Я больше не покупаю бесконечных записей (хотя мой сын это делает регулярно), частично потому, что доходы не позволяют мне приобретать слишком много компакт-дисков. (Один друг подарил мне «си-ди»-плеер на мой сорок четвертый день рождения.) И по сей день я люблю классическую музыку так же сильно, как джаз. Конечно, я не хожу в джаз-клубы, когда я дома. Есть ли еще люди, не считая ньюйоркцев, которые посещают ночные джаз-клубы у себя дома? Такой образ жизни кажется уже ретроградным и даже в некотором роде непозволительным. Но когда я в дороге, живу в самолетах и гостиничных номерах, я часто просматриваю джаз-листинги в местных газетах в поисках развлечений на вечер. Там все еще встречаются имена многих легенд моей молодости, в большинстве случаев играющих не хуже, чем раньше. Несколько месяцев назад в Сан-Франциско я таким вот образом натолкнулся на имя Джона Хоуса. Он играл в клубе так близко от моего отеля, что можно было дойти туда пешком.

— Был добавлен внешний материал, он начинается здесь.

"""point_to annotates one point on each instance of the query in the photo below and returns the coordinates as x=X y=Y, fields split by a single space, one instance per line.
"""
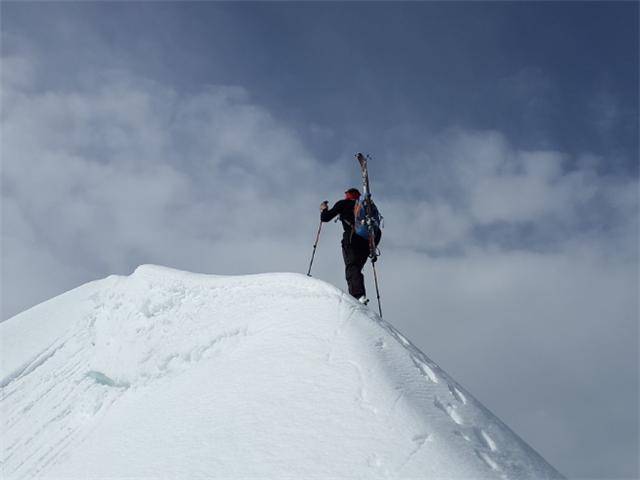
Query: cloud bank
x=528 y=259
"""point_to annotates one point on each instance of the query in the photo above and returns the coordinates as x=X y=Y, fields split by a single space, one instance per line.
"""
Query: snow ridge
x=173 y=374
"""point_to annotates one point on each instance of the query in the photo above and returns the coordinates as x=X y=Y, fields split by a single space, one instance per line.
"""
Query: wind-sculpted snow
x=177 y=375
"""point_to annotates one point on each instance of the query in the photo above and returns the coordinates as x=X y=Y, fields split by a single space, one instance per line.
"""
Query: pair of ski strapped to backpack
x=368 y=220
x=367 y=223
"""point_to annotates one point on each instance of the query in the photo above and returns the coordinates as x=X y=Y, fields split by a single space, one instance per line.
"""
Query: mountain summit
x=178 y=375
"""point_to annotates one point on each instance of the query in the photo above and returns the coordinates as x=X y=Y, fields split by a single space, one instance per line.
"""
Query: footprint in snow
x=449 y=409
x=484 y=438
x=490 y=462
x=425 y=369
x=457 y=394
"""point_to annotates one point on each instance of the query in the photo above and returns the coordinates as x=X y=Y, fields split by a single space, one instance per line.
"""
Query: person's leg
x=353 y=270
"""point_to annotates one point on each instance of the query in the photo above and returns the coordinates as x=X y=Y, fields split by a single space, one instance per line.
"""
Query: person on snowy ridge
x=355 y=248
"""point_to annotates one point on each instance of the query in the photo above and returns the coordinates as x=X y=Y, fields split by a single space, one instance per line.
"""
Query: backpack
x=360 y=216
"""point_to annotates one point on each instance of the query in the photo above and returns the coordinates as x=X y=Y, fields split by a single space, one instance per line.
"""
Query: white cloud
x=130 y=171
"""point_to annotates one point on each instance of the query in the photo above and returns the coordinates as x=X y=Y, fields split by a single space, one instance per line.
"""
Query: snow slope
x=178 y=375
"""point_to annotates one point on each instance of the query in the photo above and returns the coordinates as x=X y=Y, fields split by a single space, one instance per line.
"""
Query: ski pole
x=375 y=279
x=314 y=249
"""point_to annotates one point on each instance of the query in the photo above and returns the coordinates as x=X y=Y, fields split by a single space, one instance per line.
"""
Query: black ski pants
x=355 y=252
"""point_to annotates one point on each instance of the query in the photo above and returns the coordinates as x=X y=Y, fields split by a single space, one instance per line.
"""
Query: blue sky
x=505 y=142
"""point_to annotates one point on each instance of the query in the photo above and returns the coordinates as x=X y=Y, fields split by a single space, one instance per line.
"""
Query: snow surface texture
x=178 y=375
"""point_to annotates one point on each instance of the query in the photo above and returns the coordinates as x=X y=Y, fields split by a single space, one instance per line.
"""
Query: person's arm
x=328 y=214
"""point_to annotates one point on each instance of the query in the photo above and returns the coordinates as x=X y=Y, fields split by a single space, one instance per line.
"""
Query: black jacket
x=344 y=208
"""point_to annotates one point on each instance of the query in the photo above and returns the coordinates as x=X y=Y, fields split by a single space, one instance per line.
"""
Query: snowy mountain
x=178 y=375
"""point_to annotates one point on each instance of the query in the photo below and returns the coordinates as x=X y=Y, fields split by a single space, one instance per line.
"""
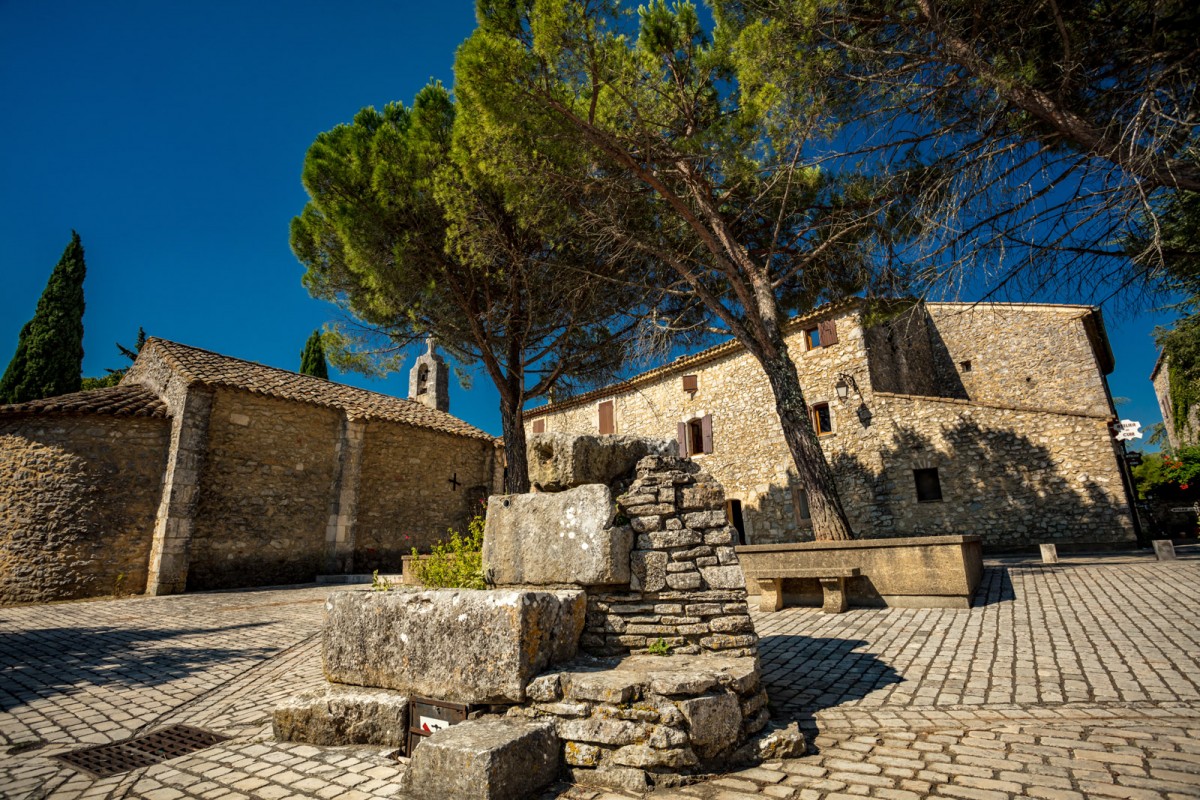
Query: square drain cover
x=141 y=751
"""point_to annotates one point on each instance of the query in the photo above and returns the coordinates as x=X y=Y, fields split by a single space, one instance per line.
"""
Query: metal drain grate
x=141 y=751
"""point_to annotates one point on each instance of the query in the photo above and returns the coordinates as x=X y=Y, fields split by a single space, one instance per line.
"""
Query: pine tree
x=49 y=349
x=312 y=358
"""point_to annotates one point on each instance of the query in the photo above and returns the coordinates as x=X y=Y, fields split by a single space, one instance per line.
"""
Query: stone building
x=1180 y=435
x=988 y=419
x=205 y=471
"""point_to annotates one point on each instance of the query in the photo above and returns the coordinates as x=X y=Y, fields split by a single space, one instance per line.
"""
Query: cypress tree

Его появление в каком-либо клубе вообще было сюрпризом. Хоус перестал играть джаз для публики еще несколько лет назад. Он заслужил огромную популярность (и, несомненно, заработал огромные деньги), сочиняя музыку к кинофильмам, а в последние десять лет стал появляться во фраке с белым галстуком, как дирижер оркестра со стандартным, классическим репертуаром. Я уверен, что у него была постоянная должность в каком-нибудь городе типа Сиэтла или, может быть, Солт-Лейк-Сити. Если Хоус играл джаз вместе с трио в Сан-Франциско, то, должно быть, исключительно ради собственного удовольствия.
Я пришел как раз перед началом первого сета и занял столик в дальнем конце зала. Большинство столиков было занято — слава Хоуса гарантировала ему аншлаг. Хоус вошел в зал через дверь в центральной части зала и проследовал к своему пианино только через несколько минут после того, как объявили первый сет. За ним шли басист и барабанщик. Хоус выглядел как более успешная версия молодого человека, которого я видел в Нью-Йорке, и единственным признаком его возраста была серебристая седина в волосах, таких же непослушных, как раньше, да и, пожалуй, маленький животик. Его манера игры, казалось, тоже не изменилась, но я слушал его не так, как тогда. Хоус все еще был хорошим пианистом — без сомнения, — но теперь он только скользил по поверхности песен, которые играл, используя свою прекрасную технику, чтобы украсить их мелодии. Это манера игры, которая становится тем менее выразительной, чем внимательнее ее слушаешь, — если слушать вполуха, возможно, она звучала бы шикарно. Мне было интересно, всегда ли Джон Хоус обладал этой поверхностностью или просто утратил страсть к джазу за то время, пока не играл.
Конечно же, он не звучал поверхностно, когда я слышал, как он играл вместе с Хэтом.
Наверное, Хоус тоже вспомнил о своем старом товарище, потому что в первом сете он сыграл «Любовь пришла», «Слишком трудно выразить словами» и «Подпрыгнула шляпа». В последней из этих композиций ритм вдруг одновременно смягчился и усилился, и музыка превратилась в настоящий, неподдельный джаз. Хоус выглядел очень довольным, когда встал из-за пианино. Полдюжины фанатов ринулись к нему навстречу, пока он спускался со сцены. В руках у большинства из них были старые пластинки, которые они принесли, чтобы взять автограф.
Несколькими минутами позже Хоус уже стоял у края барной стойки, потягивая, как позже выяснилось, содовую. Он стоял рядом со своими музыкантами, но не разговаривал с ними. Мне захотелось узнать, были ли его намеки на Хэта умышленными, и я встал из-за стола и направился к бару. Хоус краем глаза заметил мое приближение, не остановив, но и не приблизив меня взглядом. Когда я представился, он мило улыбнулся, пожал мою руку и выжидающе посмотрел на меня.